8) Cryptographic hash function In cryptography, a cryptographic hash function is a hash function with certain additional security properties to make it suitable for use as a primitive in various information security applications, such as authentication and message integrity. A hash function takes a long string of any length as input and produces a fixed length string as output, sometimes termed a maessage digest.
10) hash table Hash tables, a major application for hash functions, enable fast lookup of a data record given its key. hash table, or a hash map, means a data structure that associates keys with values. The primary operation it supports efficiently is a lookup: given a key (e.g. a person's name), find the corresponding value (e.g. that person's telephone number). It works by transforming the key using a hash function into a hash, a number that is used to index into an array to locate the desired location.
11) Method of hash function The division-remainder method: The size of the number of items in the table is estimated. That number is then used as a divisor into each original value or key to extract a quotient and a remainder. The remainder is the hashed value. (Since this method is liable to produce a number of collisions, any search mechanism would have to be able to recognize a collision and offer an alternate search mechanism.) Folding: This method divides the original value (digits in this case) into several parts, adds the parts together, and then uses the last four digits (or some other arbitrary number of digits that will work ) as the hashed value or key. Radix transformation: Where the value or key is digital, the number base (or radix) can be changed resulting in a different sequence of digits. (For example, a decimal numbered key could be transformed into a hexadecimal numbered key.) High-order digits could be discarded to fit a hash value of uniform length. Digit rearrangement: This is simply taking part of the original value or key such as digits in positions 3 through 6, reversing their order, and then using that sequence of digits as the hash value or key. 12) Application of hash function: Error correction: Using a hash function to detect errors in transmission is straightforward. The hash function is computed for the data at the sender, and the value of this hash is sent with the data. The hash function is performed again at the receiving end, and if the hash values do not match, an error has occurred at some point during the transmission
Identification and verification Cryptographic grade hash functions are commonly used as integrity check values to identify files and/or verify their integrity. Some hash algorithms, notably MD5 are no longer recommended for new applications, and may not provide the necessary level of security desired. However they still may still be useful as an error checking mechanism, where purposeful data tampering isn't a primary concern.

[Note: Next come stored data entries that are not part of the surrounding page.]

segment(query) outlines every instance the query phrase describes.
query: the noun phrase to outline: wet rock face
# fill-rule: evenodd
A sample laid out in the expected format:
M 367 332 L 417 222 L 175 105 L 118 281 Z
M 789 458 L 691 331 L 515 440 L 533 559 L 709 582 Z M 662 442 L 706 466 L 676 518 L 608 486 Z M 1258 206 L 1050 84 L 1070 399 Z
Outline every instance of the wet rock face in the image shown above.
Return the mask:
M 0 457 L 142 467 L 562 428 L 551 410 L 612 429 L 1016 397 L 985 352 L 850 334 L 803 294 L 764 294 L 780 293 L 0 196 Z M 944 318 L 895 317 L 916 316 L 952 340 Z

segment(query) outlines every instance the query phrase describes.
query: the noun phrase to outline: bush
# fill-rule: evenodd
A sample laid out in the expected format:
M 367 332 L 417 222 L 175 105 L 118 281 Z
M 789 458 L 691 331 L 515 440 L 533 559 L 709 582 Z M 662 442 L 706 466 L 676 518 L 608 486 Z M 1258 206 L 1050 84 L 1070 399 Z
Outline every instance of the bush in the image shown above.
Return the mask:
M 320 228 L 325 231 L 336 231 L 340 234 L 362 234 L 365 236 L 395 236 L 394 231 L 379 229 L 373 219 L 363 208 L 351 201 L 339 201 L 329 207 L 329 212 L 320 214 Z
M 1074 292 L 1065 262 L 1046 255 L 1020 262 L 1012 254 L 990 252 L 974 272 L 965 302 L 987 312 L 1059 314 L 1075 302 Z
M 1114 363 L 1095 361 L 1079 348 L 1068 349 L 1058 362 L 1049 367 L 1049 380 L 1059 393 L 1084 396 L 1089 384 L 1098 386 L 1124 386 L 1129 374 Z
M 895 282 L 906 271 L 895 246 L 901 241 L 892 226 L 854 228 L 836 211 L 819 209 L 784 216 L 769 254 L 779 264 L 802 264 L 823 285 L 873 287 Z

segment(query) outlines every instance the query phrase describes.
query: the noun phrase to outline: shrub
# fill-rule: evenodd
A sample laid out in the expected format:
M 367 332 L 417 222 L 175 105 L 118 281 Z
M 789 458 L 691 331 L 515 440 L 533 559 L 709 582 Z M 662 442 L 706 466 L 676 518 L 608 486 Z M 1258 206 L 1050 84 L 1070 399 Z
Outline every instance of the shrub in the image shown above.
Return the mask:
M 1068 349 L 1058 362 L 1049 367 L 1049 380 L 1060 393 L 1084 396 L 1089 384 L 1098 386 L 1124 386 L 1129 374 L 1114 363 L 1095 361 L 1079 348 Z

Audio identification For audio identification such as finding out whether an MP3 file matches one of a list of known items, one could use a conventional hash function such as MD5, but this would be very sensitive to highly likely perturbations such as time-shifting, CD read errors, different compression algorithms or implementations or changes in volume. Using something like MD5 is useful as a first pass to find exactly identical files, but another more advanced algorithm is required to find all items that would nonetheless be interpreted as identical to a human listener.